Happy Tuesday, everyone.
Today marks the kickoff of the annual SEC spring meetings, back in person for the first time since 2019 and, according to longtime SEC writers Matt Hayes and Tony Barnhart, they could mark the beginning of a sea change in college football.
But it all revolves around the potential singular movement — a paradigm change never seen in college sports — that will, at the very least, begin to grow legs this week: Stay with the rest of their partners in college sports, or separate and evolve into a singular behemoth?
Everyone is in Destin, and everyone knows the enormity of the moment. Coaches, athletic directors, faculty representatives, and most important, all 14 university presidents.
Decisions made here could change the way we think about college sports.
“This has been brewing for a while now,” another SEC AD told me . “(The Alliance) made their move, and now we’ll make ours.”
Sankey told Pete Thamel of ESPN that he will encourage his athletics directors to engage in “blue sky thinking which is you detach from reality. What are the full-range of possibilities?”
One of those blue-sky thoughts would be for the SEC to consider having its own playoff when Texas and Oklahoma finally come on board, which right now is set for 2025
**—Could Texas and OU come earlier? The Big 12 has put together a deal that will bring Cincinnati, UCF, Houston, and BYU into the conference for the 2023 season.
You can bet that the flap between Nick Saban and Jimbo Fisher will be swept under the rug this week, with much bigger fish to fry. In addition to the “game of chicken” with the rest of the Power Five as Hayes called it, there will also be discussions around divisions now that they are no longer required, and the nine game schedule will be revisited as two schools join the fray, possibly as soon as next year.
The Athletic’s college football staff seem to share an opinion that cooler heads will eventually prevail and the sport will stay as is, at least for now.
Andy Staples: What Allan sketched out is the logical end game to the SEC vs. All Y’all idea I wrote about in February after talking to a few people around the league. (No, this wasn’t a new concept even though some folks acted this week like it was.) But I still think it’s a leverage play. Sankey, Notre Dame athletic director Jack Swarbrick, Mountain West commissioner Craig Thompson and outgoing Big 12 commissioner Bob Bowlsby were pretty furious about spending two years developing a plan that gave everyone something they needed only to have that plan scuttled by leagues being obstructionists for the sake of obstruction. Sankey does not sound like a person interested in trying to meet the needs of others when next the commissioners gather to discuss the next CFP arrangement.
This is the ultimate “I’ll take my ball and go home” threat.

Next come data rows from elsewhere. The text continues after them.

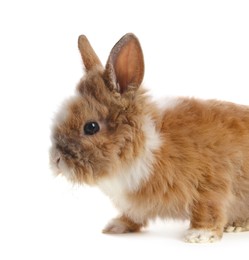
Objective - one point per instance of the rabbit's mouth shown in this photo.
(59, 166)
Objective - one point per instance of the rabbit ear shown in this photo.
(89, 57)
(125, 65)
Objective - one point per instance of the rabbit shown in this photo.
(183, 158)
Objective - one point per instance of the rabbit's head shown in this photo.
(100, 129)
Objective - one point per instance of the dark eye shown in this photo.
(91, 128)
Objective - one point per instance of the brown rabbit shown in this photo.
(183, 159)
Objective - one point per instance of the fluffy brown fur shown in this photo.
(200, 170)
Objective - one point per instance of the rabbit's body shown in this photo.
(182, 159)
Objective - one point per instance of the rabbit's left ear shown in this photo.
(125, 65)
(89, 57)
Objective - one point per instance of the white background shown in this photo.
(191, 48)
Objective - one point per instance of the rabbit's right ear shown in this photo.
(89, 57)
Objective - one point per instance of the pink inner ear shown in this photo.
(126, 59)
(128, 66)
(125, 66)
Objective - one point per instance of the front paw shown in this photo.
(121, 225)
(201, 236)
(116, 227)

And a threat is all it appears to be.
Speaking of the Big 12, Vegas has Texas installed as the favorite to win that increasingly irrelevant league per Shehan Jeyarajah of CBS.
Worst Wager — Texas (+175): Not many programs could post its worst season from a first-year coach since 1937 and improve its title odds from last season. The Longhorns are no ordinary program. Granted, Texas brought in a star-studded recruiting class featuring former No. 1 quarterback Quinn Ewers and a handful of skill position talents to make for a talented room, but gaping holes at offensive line and on defense remain unanswered. After blowing multiple second-half leads in Steve Sarkisian’s debut, luck should start to take their side, but being the betting favorite to win the league is a bridge too far. Texas’ Big 12 odds are better than Cincinnati and USC’s odds to win their respective conferences, and nearly match Georgia’s chances to win the SEC.
Hey, hope it happens for Alabama’s strength of schedule, but many of Alabama’s early season victims end up having a rough season as they recover from the beating. I agree with Shehan that Baylor seems like the best bet.
Last, Brody Miller of The Athletic examines what should be considered a successful campaign in Brian Kelly’s first season at LSU.
Eight wins will not sound riveting to many considering the massive nature of the Kelly hire, but this is a program in transition. One should evaluate this season more on the culture changes and whether Kelly has this on the right track rather than whether the Tigers reach a New Year’s Six bowl. An eight-win season with hypothetical wins against Texas A&M, Arkansas and other big SEC foes means LSU is a top-25 team and in a respectable bowl game. It also means they’ll enter 2023 with a strong infrastructure for the rest of the Kelly era.
LSU is capable of winning nine or 10. They’re also capable of going 6-6 again. An 8-4 campaign would be a success.
That’s about it for now.
Have a great day.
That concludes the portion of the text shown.